Even the crown expert has accepted that as a possibility. “The expert never said ‘if you shake hands with someone, it is unlikely that DNA is transferred’,’’ Bennett said in his argument.

He suspected some links had been made to form a dubious chain: “They say because blood is a better carrier than other things and there is a larger and smaller component here, the larger one must be blood. The logic of that is this: A is greater than B, C is greater than D, therefore A equals C … it is as silly as that. The proposition just does not stand up to any logical analysis.”

The High Court agreed, saying that “a jury, acting reasonably, should have entertained a reasonable doubt” as to Fitzgerald’s guilt.

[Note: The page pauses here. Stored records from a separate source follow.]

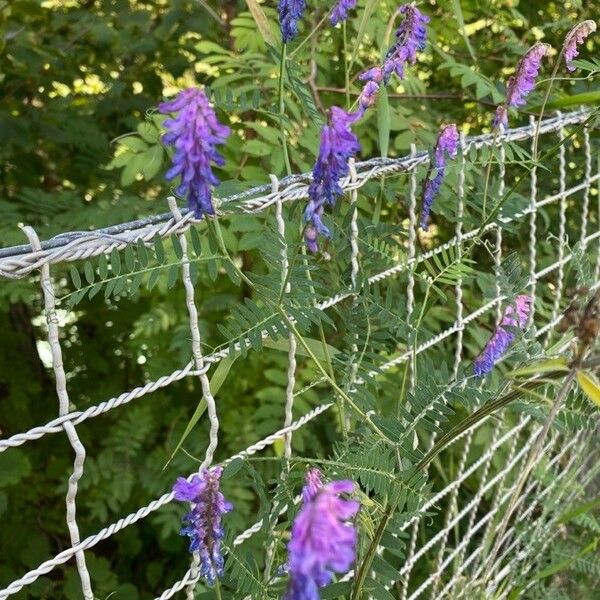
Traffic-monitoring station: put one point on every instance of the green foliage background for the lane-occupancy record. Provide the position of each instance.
(80, 148)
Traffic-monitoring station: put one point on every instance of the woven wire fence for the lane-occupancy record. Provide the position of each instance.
(457, 559)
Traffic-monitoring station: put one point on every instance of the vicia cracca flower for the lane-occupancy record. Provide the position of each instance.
(514, 317)
(410, 38)
(194, 134)
(340, 11)
(313, 483)
(323, 541)
(338, 145)
(290, 12)
(445, 147)
(368, 96)
(574, 38)
(203, 522)
(522, 82)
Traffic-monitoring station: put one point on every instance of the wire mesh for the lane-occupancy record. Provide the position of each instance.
(457, 561)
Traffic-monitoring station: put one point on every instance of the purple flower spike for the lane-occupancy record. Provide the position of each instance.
(313, 483)
(368, 96)
(338, 145)
(574, 38)
(522, 82)
(194, 134)
(340, 11)
(514, 316)
(374, 74)
(323, 541)
(290, 12)
(203, 522)
(410, 38)
(445, 147)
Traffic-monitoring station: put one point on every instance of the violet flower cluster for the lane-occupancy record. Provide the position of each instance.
(410, 38)
(194, 134)
(574, 38)
(340, 11)
(313, 483)
(203, 522)
(514, 317)
(290, 12)
(323, 540)
(338, 144)
(522, 82)
(445, 147)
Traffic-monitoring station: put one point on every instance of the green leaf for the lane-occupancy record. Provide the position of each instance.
(196, 241)
(149, 132)
(216, 381)
(545, 366)
(262, 23)
(177, 246)
(590, 386)
(590, 98)
(133, 142)
(142, 253)
(88, 271)
(159, 249)
(172, 276)
(315, 346)
(115, 261)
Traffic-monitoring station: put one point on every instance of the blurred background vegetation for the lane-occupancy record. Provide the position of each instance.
(80, 148)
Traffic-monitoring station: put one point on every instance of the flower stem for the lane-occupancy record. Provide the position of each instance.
(286, 157)
(346, 68)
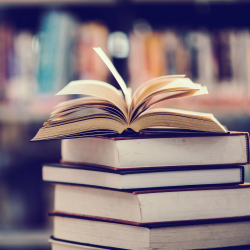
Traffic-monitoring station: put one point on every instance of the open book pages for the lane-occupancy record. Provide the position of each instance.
(105, 110)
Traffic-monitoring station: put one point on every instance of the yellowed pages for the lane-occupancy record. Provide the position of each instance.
(113, 70)
(177, 118)
(97, 89)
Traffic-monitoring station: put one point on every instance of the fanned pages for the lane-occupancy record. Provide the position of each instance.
(104, 110)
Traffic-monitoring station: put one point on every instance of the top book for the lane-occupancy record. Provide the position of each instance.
(106, 110)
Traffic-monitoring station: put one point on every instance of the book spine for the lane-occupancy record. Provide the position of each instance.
(242, 175)
(247, 148)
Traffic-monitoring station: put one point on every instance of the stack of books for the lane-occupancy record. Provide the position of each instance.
(112, 192)
(129, 180)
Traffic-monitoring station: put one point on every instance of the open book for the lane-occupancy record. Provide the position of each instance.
(105, 110)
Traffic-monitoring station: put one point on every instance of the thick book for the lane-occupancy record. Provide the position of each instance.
(127, 179)
(106, 110)
(60, 244)
(109, 235)
(191, 149)
(153, 205)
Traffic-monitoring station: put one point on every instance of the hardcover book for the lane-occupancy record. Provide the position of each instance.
(154, 206)
(162, 151)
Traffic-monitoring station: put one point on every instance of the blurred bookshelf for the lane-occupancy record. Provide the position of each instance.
(46, 44)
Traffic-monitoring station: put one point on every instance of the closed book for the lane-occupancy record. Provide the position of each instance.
(109, 235)
(139, 179)
(180, 149)
(153, 205)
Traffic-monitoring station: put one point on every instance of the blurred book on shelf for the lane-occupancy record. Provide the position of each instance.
(35, 65)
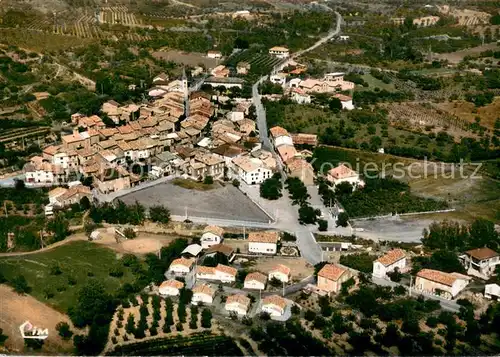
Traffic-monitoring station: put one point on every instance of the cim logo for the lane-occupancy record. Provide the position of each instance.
(28, 330)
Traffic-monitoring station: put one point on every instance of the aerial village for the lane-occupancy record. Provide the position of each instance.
(183, 133)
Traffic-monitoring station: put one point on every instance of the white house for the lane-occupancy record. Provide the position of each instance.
(280, 272)
(237, 303)
(248, 171)
(170, 287)
(214, 54)
(345, 100)
(392, 260)
(279, 51)
(255, 281)
(223, 273)
(480, 262)
(278, 78)
(342, 173)
(274, 305)
(492, 291)
(263, 242)
(212, 235)
(203, 293)
(445, 285)
(299, 96)
(181, 266)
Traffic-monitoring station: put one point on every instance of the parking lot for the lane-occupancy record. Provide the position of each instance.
(227, 202)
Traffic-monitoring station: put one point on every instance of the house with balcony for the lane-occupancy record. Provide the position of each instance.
(255, 281)
(181, 266)
(331, 277)
(263, 242)
(279, 52)
(238, 303)
(212, 235)
(343, 173)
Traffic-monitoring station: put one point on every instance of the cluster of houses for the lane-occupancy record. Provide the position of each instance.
(480, 262)
(204, 292)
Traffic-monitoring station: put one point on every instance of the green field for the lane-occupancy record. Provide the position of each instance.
(77, 260)
(201, 344)
(260, 63)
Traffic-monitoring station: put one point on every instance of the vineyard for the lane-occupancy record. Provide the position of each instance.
(259, 63)
(200, 344)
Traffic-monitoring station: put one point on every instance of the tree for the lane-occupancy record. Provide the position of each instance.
(20, 285)
(343, 189)
(206, 318)
(64, 330)
(342, 219)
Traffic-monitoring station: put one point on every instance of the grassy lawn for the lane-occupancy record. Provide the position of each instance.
(192, 185)
(76, 260)
(196, 344)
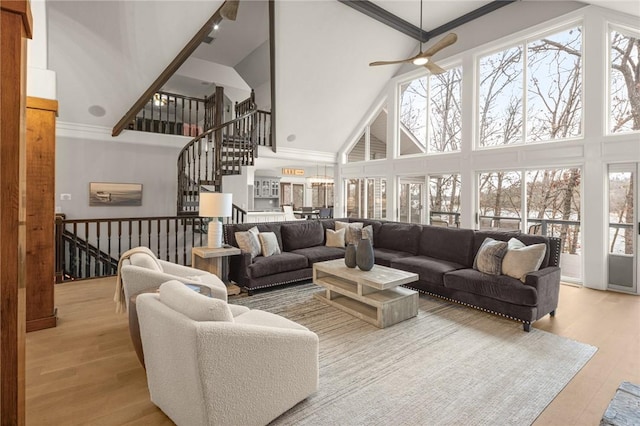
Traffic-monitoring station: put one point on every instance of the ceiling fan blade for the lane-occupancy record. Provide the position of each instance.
(400, 61)
(229, 9)
(447, 40)
(434, 68)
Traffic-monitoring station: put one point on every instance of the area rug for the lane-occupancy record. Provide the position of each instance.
(450, 365)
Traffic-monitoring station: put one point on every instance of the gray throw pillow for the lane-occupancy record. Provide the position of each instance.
(269, 243)
(489, 256)
(521, 259)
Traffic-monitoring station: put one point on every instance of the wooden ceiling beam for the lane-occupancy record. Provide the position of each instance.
(228, 11)
(379, 14)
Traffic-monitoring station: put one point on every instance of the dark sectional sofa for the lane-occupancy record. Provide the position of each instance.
(442, 257)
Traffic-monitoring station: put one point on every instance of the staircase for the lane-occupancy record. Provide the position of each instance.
(219, 151)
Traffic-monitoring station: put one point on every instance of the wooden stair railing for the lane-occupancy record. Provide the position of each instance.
(90, 248)
(222, 150)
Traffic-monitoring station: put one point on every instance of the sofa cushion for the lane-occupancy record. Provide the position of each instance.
(192, 304)
(301, 234)
(231, 229)
(320, 253)
(399, 236)
(269, 244)
(501, 287)
(521, 259)
(384, 257)
(248, 241)
(489, 256)
(451, 244)
(429, 269)
(283, 262)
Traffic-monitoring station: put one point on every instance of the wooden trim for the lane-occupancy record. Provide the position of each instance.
(15, 27)
(41, 323)
(171, 69)
(41, 103)
(272, 69)
(23, 8)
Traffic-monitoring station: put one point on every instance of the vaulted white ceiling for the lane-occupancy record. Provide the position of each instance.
(106, 53)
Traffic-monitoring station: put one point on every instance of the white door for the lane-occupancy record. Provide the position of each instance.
(623, 227)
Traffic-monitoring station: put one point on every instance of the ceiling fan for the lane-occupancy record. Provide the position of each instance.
(424, 58)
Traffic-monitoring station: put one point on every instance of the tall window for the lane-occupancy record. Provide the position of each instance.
(322, 194)
(624, 89)
(372, 144)
(444, 200)
(500, 195)
(551, 106)
(366, 198)
(430, 113)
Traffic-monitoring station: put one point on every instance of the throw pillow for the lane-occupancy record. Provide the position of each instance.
(353, 231)
(521, 259)
(145, 261)
(489, 256)
(192, 304)
(335, 238)
(248, 241)
(367, 232)
(269, 243)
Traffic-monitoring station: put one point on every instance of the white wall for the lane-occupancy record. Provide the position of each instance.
(41, 82)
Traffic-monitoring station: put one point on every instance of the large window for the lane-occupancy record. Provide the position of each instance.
(551, 106)
(551, 208)
(366, 198)
(444, 200)
(624, 89)
(372, 144)
(430, 113)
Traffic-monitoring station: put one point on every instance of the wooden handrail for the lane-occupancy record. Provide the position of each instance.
(225, 10)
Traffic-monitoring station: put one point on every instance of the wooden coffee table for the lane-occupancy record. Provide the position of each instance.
(373, 296)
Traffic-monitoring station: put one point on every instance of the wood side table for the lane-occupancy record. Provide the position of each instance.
(215, 260)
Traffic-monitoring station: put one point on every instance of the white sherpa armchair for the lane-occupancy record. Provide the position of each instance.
(209, 362)
(139, 269)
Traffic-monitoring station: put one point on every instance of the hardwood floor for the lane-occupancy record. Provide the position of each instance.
(85, 370)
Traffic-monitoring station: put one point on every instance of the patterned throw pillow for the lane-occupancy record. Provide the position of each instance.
(335, 238)
(248, 241)
(521, 259)
(353, 231)
(269, 243)
(489, 257)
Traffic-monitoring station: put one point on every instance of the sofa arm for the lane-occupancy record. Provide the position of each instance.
(239, 267)
(547, 282)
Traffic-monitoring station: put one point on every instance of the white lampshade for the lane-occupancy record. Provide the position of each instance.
(215, 204)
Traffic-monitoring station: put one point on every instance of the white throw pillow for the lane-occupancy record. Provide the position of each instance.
(335, 238)
(521, 259)
(353, 231)
(145, 261)
(192, 304)
(248, 241)
(269, 243)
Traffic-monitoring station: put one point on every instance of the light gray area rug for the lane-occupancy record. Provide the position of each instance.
(450, 365)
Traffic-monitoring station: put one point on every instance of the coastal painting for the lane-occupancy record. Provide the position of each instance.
(115, 194)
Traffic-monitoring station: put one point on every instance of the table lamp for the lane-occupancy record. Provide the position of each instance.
(214, 205)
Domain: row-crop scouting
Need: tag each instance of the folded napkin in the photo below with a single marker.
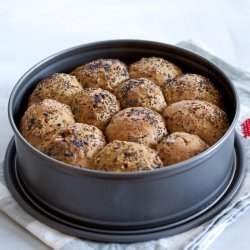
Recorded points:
(198, 238)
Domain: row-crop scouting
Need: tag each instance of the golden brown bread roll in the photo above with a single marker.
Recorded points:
(102, 73)
(95, 107)
(60, 87)
(180, 146)
(158, 70)
(197, 117)
(44, 118)
(192, 87)
(141, 93)
(123, 156)
(75, 144)
(141, 125)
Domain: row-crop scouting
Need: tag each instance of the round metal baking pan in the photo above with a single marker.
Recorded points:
(35, 208)
(124, 201)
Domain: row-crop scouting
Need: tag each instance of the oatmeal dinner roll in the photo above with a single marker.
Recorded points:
(60, 87)
(44, 118)
(123, 156)
(197, 117)
(141, 125)
(192, 87)
(102, 73)
(95, 107)
(141, 93)
(180, 146)
(75, 144)
(157, 69)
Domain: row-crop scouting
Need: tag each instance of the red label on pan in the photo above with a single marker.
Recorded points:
(246, 128)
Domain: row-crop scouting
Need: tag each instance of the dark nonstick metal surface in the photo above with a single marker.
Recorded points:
(45, 215)
(124, 201)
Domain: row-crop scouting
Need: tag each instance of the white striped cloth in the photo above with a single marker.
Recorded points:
(198, 238)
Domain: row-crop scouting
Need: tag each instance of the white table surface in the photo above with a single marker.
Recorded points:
(33, 30)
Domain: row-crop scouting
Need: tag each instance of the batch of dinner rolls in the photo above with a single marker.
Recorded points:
(107, 116)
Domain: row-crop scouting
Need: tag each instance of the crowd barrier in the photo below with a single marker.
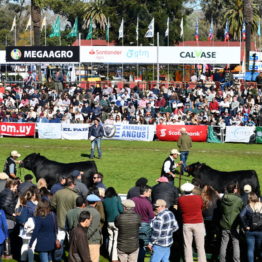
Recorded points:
(200, 133)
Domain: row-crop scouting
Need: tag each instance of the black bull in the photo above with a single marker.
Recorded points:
(205, 175)
(50, 170)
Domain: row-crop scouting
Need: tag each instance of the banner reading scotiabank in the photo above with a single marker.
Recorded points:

Mr Selley said he had never met Fitzgerald and had only dealt with his sister. “It’s horrific to think you can be sent to jail for 20 years for shaking hands with someone who subsequently commits an offence in which you had no involvement.’’

He believes television programs involving forensic science, such as the popular Crime Scene Investigation, are partly to blame. “The danger with DNA evidence is that the average jury member is likely to be blinded by the science.”

The Senior Public Defender in NSW, Mark Ierace SC, said the Fitzgerald decision showed DNA evidence could be a trap for prosecutors — especially when it involved a secondary transfer.

“Each possible explanation for secondary transfer needs to be considered against the background of that expert evidence and excluded as a reasonable possibility,’’ Ierace said. “This case demonstrates how easily such a scenario may be overlooked, leaving a fatal flaw in a prosecution case.”

And a man serving 20 years’ jail for another person’s crime.